Abhishek Mathur, lead guitarist of Advaita, says mobile music is the future of the listening culture. But, he adds, the model for independent music is still nascent in terms of marketing and reach. “Advaita has had mixed results by being associated with Nokia Music. Our first album did well, and EMI showed us good figures for track and album sales through the portal. The second album, however, is just picking up steam.”
Nokia’s major competitor, Samsung, has its Music Hub, but access is limited to users of its Galaxy SIII smartphone. The robust app environment on Android and iOS phones brings music to other users in a big way. “Applications and valueadded services open up a plethora of options for music,” says Annie Mathew, Head of Alliances, Research In Motion, India. “They become a means to earn revenue and reach out to consumers for music labels who work to promote anti-piracy.” She adds that this trend is likely to keep growing, and that the app platform is likely to “grow exponentially”.
Apps such as Hungama and Dhingana are popular, as they allow users to listen to online radio or songs of their choice for free. However, only the Android app from Flyte, Flipkart’s digital music store, lets you buy and download music directly to your phone. Apps such as Shazam and Aweditorium, too, have in-app purchase models, but they are not very popular in India.
Naveen Bhandari, Director of Techzone, one of the largest players in value-added services with a presence in over 30 countries, says that on average, around 70 per cent of total music revenues and 50 per cent of downloads come from mobile phones and streaming. “When it comes to mobiles, movie music constitutes the majority of downloads in India,” says Bhandari. “Bollywood contributes the most, followed by Tamil and Telugu. When we tried promoting international music recently, we got a good response not only from regions such as Mumbai, the Northeast and Bangalore, but also from completely unexpected regions such as Bihar and Kerala.”

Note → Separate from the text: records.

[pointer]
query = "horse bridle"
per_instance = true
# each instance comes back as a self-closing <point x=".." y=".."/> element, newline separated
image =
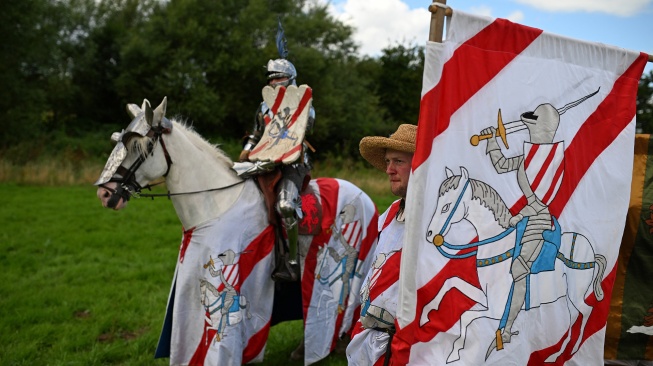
<point x="127" y="184"/>
<point x="439" y="241"/>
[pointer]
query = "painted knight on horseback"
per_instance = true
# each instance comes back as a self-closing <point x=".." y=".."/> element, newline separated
<point x="542" y="156"/>
<point x="276" y="154"/>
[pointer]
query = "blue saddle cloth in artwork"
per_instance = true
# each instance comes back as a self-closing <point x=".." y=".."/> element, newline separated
<point x="545" y="261"/>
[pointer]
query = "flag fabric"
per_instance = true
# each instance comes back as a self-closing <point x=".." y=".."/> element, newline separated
<point x="629" y="332"/>
<point x="217" y="311"/>
<point x="379" y="294"/>
<point x="502" y="266"/>
<point x="334" y="265"/>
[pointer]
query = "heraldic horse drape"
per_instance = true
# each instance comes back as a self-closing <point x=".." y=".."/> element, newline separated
<point x="221" y="301"/>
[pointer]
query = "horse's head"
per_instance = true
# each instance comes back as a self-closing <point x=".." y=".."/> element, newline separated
<point x="139" y="157"/>
<point x="451" y="205"/>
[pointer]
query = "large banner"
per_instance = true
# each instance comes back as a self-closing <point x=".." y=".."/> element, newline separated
<point x="629" y="334"/>
<point x="518" y="197"/>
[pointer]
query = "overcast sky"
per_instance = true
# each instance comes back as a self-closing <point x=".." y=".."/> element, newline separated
<point x="624" y="23"/>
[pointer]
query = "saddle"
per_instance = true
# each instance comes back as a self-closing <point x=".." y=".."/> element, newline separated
<point x="310" y="224"/>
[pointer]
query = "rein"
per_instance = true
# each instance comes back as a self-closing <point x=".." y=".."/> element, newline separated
<point x="465" y="246"/>
<point x="129" y="188"/>
<point x="152" y="195"/>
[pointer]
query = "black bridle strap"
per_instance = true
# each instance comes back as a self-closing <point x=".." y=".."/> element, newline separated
<point x="165" y="153"/>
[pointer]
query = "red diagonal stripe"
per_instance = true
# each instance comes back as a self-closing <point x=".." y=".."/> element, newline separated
<point x="308" y="94"/>
<point x="389" y="274"/>
<point x="370" y="237"/>
<point x="544" y="168"/>
<point x="599" y="131"/>
<point x="277" y="102"/>
<point x="329" y="189"/>
<point x="531" y="153"/>
<point x="485" y="54"/>
<point x="556" y="178"/>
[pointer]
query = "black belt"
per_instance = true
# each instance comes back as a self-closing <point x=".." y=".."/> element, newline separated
<point x="388" y="349"/>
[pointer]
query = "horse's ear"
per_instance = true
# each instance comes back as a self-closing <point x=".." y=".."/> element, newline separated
<point x="133" y="110"/>
<point x="160" y="111"/>
<point x="160" y="116"/>
<point x="149" y="114"/>
<point x="464" y="172"/>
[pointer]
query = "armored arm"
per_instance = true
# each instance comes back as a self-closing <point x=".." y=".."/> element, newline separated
<point x="311" y="120"/>
<point x="257" y="132"/>
<point x="499" y="161"/>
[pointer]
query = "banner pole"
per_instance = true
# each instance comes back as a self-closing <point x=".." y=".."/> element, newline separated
<point x="437" y="20"/>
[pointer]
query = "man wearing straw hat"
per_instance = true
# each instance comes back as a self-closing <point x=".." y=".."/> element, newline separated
<point x="379" y="294"/>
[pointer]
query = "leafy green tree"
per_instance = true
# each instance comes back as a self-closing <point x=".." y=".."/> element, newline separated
<point x="645" y="103"/>
<point x="400" y="82"/>
<point x="28" y="64"/>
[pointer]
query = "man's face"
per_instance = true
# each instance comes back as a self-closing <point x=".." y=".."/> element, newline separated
<point x="274" y="82"/>
<point x="397" y="167"/>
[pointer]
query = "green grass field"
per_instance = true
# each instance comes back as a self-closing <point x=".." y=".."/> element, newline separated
<point x="83" y="285"/>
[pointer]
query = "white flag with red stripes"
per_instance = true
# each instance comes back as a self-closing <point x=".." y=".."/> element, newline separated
<point x="547" y="182"/>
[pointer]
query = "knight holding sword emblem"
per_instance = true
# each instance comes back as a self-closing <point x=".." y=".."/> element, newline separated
<point x="540" y="170"/>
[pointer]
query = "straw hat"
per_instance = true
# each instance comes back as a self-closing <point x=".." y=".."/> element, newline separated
<point x="373" y="147"/>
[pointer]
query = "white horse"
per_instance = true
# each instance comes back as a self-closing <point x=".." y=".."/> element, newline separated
<point x="219" y="212"/>
<point x="576" y="272"/>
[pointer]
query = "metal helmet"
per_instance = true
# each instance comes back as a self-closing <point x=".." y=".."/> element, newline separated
<point x="282" y="68"/>
<point x="542" y="123"/>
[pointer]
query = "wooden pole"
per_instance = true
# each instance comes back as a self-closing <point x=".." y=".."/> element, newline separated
<point x="437" y="22"/>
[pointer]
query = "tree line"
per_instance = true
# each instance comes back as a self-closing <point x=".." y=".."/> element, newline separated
<point x="69" y="67"/>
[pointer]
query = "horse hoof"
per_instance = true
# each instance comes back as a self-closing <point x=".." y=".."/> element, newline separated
<point x="298" y="353"/>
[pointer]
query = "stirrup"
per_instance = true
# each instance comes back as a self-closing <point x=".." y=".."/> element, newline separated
<point x="286" y="271"/>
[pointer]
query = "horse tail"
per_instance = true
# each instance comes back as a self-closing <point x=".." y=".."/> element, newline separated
<point x="601" y="264"/>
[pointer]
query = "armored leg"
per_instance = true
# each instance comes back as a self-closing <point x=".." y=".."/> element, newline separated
<point x="289" y="206"/>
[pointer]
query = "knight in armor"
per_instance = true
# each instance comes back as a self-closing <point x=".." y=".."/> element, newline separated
<point x="542" y="124"/>
<point x="281" y="72"/>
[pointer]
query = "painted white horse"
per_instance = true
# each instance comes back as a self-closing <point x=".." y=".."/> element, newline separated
<point x="222" y="308"/>
<point x="576" y="272"/>
<point x="222" y="214"/>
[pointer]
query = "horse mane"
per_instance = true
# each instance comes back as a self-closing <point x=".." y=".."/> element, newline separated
<point x="487" y="196"/>
<point x="140" y="145"/>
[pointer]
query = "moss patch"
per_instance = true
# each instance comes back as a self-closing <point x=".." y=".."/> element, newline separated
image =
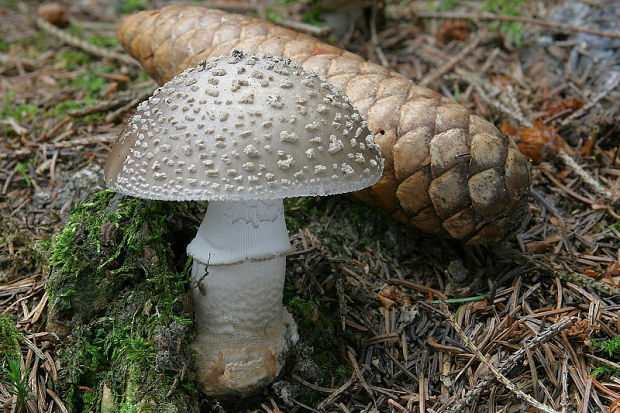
<point x="120" y="295"/>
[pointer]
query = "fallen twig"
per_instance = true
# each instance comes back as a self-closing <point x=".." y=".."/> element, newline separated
<point x="494" y="370"/>
<point x="445" y="68"/>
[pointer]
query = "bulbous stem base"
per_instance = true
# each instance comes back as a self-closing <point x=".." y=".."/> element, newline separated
<point x="243" y="330"/>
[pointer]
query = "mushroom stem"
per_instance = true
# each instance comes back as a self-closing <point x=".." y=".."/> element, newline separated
<point x="243" y="330"/>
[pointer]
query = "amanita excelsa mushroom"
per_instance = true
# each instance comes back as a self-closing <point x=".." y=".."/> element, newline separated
<point x="243" y="132"/>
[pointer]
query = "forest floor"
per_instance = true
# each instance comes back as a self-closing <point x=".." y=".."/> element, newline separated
<point x="391" y="320"/>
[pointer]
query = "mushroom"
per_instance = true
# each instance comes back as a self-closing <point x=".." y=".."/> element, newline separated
<point x="242" y="132"/>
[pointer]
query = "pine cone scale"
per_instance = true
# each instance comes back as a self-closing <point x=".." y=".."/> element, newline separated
<point x="447" y="171"/>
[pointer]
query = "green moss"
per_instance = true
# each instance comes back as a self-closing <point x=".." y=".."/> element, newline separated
<point x="118" y="290"/>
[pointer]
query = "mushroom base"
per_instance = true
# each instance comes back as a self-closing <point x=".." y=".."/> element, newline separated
<point x="243" y="330"/>
<point x="230" y="367"/>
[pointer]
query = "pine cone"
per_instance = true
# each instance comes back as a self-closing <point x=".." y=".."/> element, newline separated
<point x="447" y="171"/>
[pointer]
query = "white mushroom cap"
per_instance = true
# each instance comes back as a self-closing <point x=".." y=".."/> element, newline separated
<point x="244" y="127"/>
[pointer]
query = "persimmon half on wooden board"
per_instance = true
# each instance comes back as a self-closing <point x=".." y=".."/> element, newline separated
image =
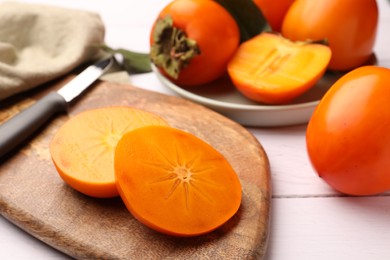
<point x="167" y="178"/>
<point x="174" y="182"/>
<point x="83" y="148"/>
<point x="34" y="197"/>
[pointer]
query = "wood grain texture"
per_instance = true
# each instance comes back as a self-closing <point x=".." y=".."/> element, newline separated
<point x="34" y="197"/>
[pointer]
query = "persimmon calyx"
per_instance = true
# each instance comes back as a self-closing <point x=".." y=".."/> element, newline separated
<point x="172" y="50"/>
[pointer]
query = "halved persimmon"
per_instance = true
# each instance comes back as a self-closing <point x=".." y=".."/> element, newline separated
<point x="83" y="148"/>
<point x="274" y="70"/>
<point x="174" y="182"/>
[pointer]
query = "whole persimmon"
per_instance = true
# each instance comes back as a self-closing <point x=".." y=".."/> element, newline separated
<point x="348" y="137"/>
<point x="274" y="11"/>
<point x="349" y="27"/>
<point x="193" y="40"/>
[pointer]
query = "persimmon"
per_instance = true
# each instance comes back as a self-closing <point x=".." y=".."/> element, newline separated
<point x="349" y="27"/>
<point x="348" y="137"/>
<point x="274" y="11"/>
<point x="83" y="148"/>
<point x="174" y="182"/>
<point x="273" y="70"/>
<point x="193" y="40"/>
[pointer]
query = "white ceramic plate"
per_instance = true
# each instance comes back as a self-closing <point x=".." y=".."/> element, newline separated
<point x="222" y="97"/>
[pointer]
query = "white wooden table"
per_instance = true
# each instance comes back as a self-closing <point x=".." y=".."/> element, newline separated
<point x="309" y="220"/>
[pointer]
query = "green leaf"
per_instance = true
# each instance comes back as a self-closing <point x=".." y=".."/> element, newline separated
<point x="248" y="16"/>
<point x="133" y="62"/>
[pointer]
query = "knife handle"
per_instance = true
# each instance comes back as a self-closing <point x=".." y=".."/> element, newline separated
<point x="20" y="127"/>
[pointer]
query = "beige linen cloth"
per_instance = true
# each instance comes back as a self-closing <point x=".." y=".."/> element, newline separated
<point x="39" y="43"/>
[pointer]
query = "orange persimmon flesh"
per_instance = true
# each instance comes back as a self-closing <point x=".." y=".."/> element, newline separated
<point x="274" y="70"/>
<point x="174" y="182"/>
<point x="83" y="148"/>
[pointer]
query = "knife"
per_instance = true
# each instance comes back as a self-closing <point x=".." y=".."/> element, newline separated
<point x="17" y="129"/>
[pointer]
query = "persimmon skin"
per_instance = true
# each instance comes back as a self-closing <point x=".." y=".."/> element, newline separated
<point x="273" y="70"/>
<point x="274" y="11"/>
<point x="175" y="183"/>
<point x="82" y="150"/>
<point x="348" y="138"/>
<point x="214" y="30"/>
<point x="348" y="26"/>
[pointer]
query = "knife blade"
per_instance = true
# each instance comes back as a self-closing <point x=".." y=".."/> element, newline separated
<point x="20" y="127"/>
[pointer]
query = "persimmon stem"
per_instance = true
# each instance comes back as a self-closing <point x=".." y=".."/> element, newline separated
<point x="172" y="50"/>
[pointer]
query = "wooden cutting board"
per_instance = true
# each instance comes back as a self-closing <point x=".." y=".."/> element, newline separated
<point x="34" y="197"/>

Bhandari says this category could see major changes in the future, as the focus shifts from individual downloads to an “online mobile storebased model” and the availability of products across platforms for a more wholesome consumer experience.
So the future of mobile music seems bright. “Music is life to people,” says Saregama’s Gupta. “And downloading it on the phone is the easiest way to get music on the move.”